The bus drops me off in the center of Richmond. I have Thane Bernard’s address, thanks to the Internet search company, but I’ve realized too late that I do not have international service on my cellphone. So I stop at a pub, where a group of men and women who look like office mates are drinking pints and playing a trivia game on the television behind the bar. There, I order an ale and a meat pie, and I ask for directions.

I feel like I have jumped timelines. Like this version of Dawn is one who might be friends with the raucous crowd next to me, trying to remember the names of the characters on Three’s Company. Like I might have moved here after grad school and taught at Cambridge. Except that this other me wouldn’t be sitting on a pub stool feeling a hole where her moral core used to be.

“Another, luv?” the bartender asks, nodding at my empty glass.

I could sit here all night and delay the inevitable. But I have a flight back to Boston tomorrow morning, when I have to learn how to be brave, how to face the mess I’ve made.

I walk along the bank of the Thames and through a beautiful park where joggers rush past me, lost in their own music. I stop and pet a dog wearing a bandanna with the British flag on it. At last I find myself in front of the townhouse of Thane Bernard.

It is red brick, with an intricate black Victorian gate. I crane my neck, trying to see all the way up to the third story. It is narrow, rooms built in layers rather than sprawled. Several of the windows spill soft yellow light, like cat’s eyes.
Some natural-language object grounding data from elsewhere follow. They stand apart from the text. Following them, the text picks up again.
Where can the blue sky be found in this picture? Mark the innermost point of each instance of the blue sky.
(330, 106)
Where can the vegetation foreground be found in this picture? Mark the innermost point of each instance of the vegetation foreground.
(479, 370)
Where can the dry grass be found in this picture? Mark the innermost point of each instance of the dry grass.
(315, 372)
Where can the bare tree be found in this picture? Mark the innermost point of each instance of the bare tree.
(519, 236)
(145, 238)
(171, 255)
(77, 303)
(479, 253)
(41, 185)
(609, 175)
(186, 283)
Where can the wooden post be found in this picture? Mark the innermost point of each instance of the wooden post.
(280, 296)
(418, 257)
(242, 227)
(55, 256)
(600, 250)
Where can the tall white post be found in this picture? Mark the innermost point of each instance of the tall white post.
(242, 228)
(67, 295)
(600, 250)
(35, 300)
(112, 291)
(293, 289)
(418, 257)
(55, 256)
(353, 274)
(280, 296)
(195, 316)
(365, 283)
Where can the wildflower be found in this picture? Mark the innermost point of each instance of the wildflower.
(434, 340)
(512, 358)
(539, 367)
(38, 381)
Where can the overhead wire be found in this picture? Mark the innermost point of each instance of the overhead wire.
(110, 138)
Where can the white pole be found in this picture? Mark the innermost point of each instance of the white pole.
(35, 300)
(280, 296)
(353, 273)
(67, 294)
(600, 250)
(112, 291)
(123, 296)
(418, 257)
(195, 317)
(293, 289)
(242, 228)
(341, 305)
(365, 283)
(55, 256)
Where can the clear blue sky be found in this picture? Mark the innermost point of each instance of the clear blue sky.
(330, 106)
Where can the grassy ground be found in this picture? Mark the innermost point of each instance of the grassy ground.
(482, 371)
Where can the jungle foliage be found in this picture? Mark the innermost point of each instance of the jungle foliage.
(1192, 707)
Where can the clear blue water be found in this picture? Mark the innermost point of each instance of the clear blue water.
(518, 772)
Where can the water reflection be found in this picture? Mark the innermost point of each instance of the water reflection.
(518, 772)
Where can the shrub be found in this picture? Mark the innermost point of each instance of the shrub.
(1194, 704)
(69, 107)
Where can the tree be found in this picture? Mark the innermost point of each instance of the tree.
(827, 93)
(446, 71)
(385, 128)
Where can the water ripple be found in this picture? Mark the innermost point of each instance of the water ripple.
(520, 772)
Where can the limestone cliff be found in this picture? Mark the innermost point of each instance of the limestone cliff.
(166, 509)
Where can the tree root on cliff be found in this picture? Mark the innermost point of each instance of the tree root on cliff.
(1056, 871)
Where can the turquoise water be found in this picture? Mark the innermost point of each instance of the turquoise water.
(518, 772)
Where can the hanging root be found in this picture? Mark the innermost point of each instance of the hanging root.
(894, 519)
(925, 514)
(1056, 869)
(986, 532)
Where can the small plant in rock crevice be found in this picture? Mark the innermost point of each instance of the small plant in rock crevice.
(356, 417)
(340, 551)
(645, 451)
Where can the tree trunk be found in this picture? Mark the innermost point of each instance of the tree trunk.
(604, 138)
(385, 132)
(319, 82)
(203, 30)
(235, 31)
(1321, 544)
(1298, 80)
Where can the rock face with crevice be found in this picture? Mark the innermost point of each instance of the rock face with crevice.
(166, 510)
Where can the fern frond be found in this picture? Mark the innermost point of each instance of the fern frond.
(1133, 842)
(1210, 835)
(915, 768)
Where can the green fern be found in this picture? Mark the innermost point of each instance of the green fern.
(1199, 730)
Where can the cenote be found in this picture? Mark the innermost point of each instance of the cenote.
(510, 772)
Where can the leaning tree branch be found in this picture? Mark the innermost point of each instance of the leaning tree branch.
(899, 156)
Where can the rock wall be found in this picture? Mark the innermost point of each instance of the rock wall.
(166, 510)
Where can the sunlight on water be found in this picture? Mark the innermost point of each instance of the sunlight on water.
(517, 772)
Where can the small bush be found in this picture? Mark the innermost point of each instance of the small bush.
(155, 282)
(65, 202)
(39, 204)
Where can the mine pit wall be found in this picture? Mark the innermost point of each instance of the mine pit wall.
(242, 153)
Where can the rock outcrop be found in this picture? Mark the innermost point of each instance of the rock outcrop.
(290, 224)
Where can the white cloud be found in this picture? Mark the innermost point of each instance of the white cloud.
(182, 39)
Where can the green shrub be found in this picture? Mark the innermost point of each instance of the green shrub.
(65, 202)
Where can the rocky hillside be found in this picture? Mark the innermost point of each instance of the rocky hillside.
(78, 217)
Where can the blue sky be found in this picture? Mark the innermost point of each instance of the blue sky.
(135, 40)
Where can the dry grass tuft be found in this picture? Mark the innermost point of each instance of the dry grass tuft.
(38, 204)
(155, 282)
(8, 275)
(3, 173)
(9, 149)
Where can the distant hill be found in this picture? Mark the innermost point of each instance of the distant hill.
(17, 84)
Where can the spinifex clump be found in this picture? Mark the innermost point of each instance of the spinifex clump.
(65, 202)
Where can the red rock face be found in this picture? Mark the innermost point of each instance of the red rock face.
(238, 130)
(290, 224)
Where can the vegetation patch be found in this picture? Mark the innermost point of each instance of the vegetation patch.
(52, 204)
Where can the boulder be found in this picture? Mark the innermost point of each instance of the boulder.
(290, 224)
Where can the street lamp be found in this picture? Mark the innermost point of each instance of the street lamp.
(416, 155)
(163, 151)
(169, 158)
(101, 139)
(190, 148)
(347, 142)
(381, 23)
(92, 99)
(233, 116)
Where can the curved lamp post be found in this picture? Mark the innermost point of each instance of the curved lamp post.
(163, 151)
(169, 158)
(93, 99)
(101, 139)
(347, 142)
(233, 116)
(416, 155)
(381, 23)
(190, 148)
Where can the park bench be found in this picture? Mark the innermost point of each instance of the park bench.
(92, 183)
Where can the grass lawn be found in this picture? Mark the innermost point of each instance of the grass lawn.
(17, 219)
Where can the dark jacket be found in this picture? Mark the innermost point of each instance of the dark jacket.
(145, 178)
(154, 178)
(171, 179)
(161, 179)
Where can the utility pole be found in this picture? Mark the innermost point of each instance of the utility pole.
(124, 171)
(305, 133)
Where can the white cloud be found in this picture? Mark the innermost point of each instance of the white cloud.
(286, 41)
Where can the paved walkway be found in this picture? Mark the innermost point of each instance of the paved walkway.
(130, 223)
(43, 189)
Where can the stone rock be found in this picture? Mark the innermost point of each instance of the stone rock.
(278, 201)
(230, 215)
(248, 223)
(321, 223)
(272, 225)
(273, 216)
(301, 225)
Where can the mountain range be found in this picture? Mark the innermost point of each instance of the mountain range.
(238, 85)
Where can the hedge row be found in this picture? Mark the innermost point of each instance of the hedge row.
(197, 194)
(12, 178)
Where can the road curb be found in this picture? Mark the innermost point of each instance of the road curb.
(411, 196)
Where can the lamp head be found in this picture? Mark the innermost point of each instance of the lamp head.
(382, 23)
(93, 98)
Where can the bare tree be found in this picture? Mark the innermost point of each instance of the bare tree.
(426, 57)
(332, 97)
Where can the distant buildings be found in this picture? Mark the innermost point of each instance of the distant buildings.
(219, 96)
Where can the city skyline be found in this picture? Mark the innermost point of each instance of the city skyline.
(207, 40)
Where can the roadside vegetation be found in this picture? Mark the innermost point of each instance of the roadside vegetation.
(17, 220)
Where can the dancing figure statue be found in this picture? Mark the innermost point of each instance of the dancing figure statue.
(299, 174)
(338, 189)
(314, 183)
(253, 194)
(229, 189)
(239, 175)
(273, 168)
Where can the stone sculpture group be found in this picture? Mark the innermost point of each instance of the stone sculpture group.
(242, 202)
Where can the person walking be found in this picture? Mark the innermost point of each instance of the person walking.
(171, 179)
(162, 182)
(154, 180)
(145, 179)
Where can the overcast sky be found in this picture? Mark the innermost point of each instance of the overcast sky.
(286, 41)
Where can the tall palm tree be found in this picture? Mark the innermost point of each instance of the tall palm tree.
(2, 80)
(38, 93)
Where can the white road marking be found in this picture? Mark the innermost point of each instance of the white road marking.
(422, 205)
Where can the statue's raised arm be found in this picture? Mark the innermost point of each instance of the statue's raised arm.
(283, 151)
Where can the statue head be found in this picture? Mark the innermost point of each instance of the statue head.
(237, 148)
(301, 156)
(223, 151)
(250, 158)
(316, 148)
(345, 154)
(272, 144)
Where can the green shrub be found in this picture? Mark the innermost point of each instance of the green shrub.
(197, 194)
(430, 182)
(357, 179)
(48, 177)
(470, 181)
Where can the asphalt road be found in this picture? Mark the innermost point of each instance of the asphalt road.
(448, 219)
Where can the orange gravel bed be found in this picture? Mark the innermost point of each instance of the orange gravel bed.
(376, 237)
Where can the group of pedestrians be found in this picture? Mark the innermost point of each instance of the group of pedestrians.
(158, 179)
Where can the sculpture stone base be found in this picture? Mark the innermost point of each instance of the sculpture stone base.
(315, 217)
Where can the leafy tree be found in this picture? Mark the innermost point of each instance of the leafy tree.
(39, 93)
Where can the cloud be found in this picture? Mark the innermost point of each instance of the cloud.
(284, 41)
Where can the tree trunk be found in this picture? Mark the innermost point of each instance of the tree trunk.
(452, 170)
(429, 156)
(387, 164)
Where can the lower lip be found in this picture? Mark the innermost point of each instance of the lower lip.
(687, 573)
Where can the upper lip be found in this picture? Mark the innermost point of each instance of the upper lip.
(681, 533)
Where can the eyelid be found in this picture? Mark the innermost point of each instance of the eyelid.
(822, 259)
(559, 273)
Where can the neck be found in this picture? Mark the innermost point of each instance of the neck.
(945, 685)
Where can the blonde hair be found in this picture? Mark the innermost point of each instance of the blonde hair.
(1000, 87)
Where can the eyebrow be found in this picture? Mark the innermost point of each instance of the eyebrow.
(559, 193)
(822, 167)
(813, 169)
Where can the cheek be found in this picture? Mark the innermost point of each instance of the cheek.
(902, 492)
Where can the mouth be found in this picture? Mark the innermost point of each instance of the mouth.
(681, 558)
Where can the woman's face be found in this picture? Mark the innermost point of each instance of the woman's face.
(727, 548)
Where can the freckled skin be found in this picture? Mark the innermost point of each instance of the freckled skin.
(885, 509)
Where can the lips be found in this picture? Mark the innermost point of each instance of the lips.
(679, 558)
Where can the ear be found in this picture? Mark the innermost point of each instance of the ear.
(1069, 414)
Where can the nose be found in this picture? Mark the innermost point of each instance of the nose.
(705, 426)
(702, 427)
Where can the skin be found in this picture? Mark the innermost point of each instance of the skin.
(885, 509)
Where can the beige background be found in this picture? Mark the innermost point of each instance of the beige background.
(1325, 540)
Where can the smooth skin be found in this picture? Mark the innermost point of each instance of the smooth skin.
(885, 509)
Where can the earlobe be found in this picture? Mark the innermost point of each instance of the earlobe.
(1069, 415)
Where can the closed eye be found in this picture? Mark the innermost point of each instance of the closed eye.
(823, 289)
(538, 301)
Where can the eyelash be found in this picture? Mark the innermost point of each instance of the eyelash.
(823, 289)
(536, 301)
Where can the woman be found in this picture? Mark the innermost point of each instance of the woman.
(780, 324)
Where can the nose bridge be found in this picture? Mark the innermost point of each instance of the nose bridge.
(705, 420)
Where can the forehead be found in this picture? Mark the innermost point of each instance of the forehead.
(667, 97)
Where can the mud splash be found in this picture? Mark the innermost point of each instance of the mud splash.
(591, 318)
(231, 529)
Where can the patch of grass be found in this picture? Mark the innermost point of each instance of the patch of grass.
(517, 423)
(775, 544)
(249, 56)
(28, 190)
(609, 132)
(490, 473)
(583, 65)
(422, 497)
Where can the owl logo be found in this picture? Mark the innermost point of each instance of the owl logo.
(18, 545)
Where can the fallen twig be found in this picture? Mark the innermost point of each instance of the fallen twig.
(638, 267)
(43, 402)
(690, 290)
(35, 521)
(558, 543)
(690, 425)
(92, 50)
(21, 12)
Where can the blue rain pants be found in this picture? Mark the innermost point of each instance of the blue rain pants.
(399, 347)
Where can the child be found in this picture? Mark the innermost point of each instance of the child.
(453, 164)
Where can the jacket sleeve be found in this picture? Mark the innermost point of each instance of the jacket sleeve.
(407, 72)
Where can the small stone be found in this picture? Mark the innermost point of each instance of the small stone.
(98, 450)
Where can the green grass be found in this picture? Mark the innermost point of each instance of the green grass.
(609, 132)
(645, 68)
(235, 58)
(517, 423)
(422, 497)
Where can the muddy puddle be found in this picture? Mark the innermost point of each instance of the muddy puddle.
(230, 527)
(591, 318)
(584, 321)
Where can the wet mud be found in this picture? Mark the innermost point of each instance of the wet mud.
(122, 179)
“Win,” I whisper, “this is for you.”

A letter can be a beginning, or so I try to convince myself. In Egypt there are multiple origin myths, and in the Memphite one, Ptah speaks creation, and the hieroglyphs become the world.

I take the scroll from my backpack and open the gate, walking up to the small stoop. There is no mailbox, just a little slit in the door. Before I can slide the scroll through the slot, a movement catches my eye. In the wide double window to the right of the door a woman is carrying a roast chicken on a platter. She sets it on the dining room table.

This, then, would be Win’s other timeline. She might be here, cooking dinner. Calling everyone down for the meal. Healthy. Alive.